Today, 6 April, the Portuguese Presidency of the Council of the European Union organised the High-Level Conference on the “10th Anniversary of the Signing of the Istanbul Convention. State of play.” Representatives of the European Parliament, Europol, the European Institute for Gender Equality (EIGE) took part in the meeting, as did representatives of the Group of Experts on Action against Violence against Women and Domestic Violence (GREVIO), the European Women’s Lobby, as well as academics and journalists.
The aim was to take stock after a decade of the existence of the Istanbul Convention, analyse the impacts of the pandemic and, in particular, reflect on the concrete measures and actions that will be necessary to guarantee that the convention’s standards are reached, in keeping with the fundamental priority of the EU of putting an end to all forms of violence against women and girls and the new EU Gender Equality Strategy 2020-2025.
As the Portuguese Minister of State for the Presidency of the Council of Ministers, Mariana Vieira da Silva, stated when opening the conference, “the Istanbul Convention is the road-map for a Europe where all girls and women will feel safe, where they are protected and where they can set out on the paths they choose”. It is therefore fundamentally important to see the convention as “the tool that makes it possible to define the guidelines necessary for a common protection base in all the Member States”. This message was shared by the European Commissioner for Equality, Helena Dalli, and the Ministers of the Trio Presidency responsible for Equality – Janez Cigler Kralj, from Slovenia, and Franziska Giffey, from Germany.

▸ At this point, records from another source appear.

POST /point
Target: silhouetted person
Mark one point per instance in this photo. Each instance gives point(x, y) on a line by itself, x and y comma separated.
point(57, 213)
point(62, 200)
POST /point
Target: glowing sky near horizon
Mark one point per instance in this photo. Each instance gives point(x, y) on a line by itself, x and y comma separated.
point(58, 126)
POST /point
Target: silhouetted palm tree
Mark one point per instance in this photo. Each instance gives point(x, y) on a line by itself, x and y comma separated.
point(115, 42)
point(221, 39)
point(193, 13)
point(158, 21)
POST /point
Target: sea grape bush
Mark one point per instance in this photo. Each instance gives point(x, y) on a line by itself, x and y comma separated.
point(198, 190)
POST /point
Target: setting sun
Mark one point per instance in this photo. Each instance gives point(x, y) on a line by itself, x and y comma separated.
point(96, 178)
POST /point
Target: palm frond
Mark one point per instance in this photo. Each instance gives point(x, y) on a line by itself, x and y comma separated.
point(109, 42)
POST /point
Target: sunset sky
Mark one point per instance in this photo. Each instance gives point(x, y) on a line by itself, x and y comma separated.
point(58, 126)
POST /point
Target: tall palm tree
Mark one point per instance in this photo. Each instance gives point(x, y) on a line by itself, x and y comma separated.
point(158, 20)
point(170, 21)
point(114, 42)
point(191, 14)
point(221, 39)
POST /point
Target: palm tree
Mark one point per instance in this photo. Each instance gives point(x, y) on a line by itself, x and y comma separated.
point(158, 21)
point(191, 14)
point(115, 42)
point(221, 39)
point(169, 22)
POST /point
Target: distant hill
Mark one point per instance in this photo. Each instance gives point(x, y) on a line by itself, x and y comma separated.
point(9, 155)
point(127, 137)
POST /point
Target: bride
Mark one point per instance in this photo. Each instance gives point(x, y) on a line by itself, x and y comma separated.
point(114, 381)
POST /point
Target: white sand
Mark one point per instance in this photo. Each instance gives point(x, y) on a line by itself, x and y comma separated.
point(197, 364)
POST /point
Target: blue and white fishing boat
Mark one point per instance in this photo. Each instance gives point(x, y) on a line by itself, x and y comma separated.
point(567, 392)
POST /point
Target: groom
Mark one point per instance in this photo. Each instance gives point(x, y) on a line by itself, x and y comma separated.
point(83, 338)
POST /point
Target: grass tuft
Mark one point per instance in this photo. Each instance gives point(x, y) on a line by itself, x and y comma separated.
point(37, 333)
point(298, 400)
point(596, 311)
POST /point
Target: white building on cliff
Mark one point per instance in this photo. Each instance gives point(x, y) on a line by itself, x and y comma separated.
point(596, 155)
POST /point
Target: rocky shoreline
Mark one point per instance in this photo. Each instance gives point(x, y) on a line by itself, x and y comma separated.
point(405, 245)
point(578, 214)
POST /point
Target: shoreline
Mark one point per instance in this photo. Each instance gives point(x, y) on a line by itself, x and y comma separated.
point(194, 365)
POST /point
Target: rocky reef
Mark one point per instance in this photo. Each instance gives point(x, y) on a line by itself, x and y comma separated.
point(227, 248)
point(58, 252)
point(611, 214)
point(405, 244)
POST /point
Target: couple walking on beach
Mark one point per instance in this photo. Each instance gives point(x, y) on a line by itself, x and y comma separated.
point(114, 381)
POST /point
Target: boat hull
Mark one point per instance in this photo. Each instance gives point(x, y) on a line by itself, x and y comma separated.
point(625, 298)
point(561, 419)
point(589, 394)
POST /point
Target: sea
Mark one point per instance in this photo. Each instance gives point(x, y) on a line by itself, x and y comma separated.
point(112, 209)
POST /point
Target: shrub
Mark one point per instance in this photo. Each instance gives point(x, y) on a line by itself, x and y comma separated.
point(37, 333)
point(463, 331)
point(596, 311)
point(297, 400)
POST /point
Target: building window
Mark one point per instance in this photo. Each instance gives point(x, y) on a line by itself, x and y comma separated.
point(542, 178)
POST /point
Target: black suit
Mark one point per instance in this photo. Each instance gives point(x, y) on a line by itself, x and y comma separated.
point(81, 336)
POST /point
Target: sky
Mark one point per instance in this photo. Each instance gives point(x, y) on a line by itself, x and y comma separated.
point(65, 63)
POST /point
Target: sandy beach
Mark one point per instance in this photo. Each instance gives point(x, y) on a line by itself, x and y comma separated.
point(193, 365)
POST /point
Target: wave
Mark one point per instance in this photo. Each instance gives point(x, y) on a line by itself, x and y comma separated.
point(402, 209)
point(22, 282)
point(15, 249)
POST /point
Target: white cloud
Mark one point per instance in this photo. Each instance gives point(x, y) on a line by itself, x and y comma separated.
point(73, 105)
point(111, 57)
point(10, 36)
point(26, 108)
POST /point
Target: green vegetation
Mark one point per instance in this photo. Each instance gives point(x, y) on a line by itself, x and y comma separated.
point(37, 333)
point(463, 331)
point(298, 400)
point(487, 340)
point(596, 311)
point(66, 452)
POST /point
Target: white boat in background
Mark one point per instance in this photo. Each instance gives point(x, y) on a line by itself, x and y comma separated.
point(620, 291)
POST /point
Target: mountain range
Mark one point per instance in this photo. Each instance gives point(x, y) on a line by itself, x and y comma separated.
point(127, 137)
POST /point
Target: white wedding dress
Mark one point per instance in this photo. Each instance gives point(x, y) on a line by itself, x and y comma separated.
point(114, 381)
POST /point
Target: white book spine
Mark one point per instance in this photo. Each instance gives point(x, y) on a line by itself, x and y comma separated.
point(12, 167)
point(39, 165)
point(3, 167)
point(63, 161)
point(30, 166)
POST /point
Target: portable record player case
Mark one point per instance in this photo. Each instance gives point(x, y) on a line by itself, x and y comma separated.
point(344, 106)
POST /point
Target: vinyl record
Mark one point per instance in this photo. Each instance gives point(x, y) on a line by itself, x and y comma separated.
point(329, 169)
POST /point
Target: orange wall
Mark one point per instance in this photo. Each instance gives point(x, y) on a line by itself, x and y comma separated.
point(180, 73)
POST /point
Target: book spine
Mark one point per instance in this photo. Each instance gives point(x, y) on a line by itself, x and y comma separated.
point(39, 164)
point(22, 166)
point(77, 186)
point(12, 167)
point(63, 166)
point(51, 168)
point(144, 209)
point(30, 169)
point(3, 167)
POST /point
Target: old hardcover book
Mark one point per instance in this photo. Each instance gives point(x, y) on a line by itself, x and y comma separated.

The Portuguese Secretary of State for Citizenship and Equality, Rosa Monteiro, closed the conference. According to her, “by identifying the challenges and risks of retrogression we face, the conference allowed for the conclusion that enormous commitment lies ahead if we are to continue the transformation made possible by the Istanbul Convention over the past decade. The challenges include strengthening the victim support and protection systems, increasing the knowledge and recognition of this scourge and actively deconstructing the gender stereotypes at the root of all forms of violence against women and girls”.
Portugal was the first EU Member State to sign up to the Council of Europe Convention on Preventing and Combating Violence against Women and Domestic Violence that was adopted in Istanbul in May 2011. The first legally binding international treaty aimed at combating violence against women entered into force in 2014 and so far has been ratified by 33 countries and signed by a further 12 states or supranational bodies.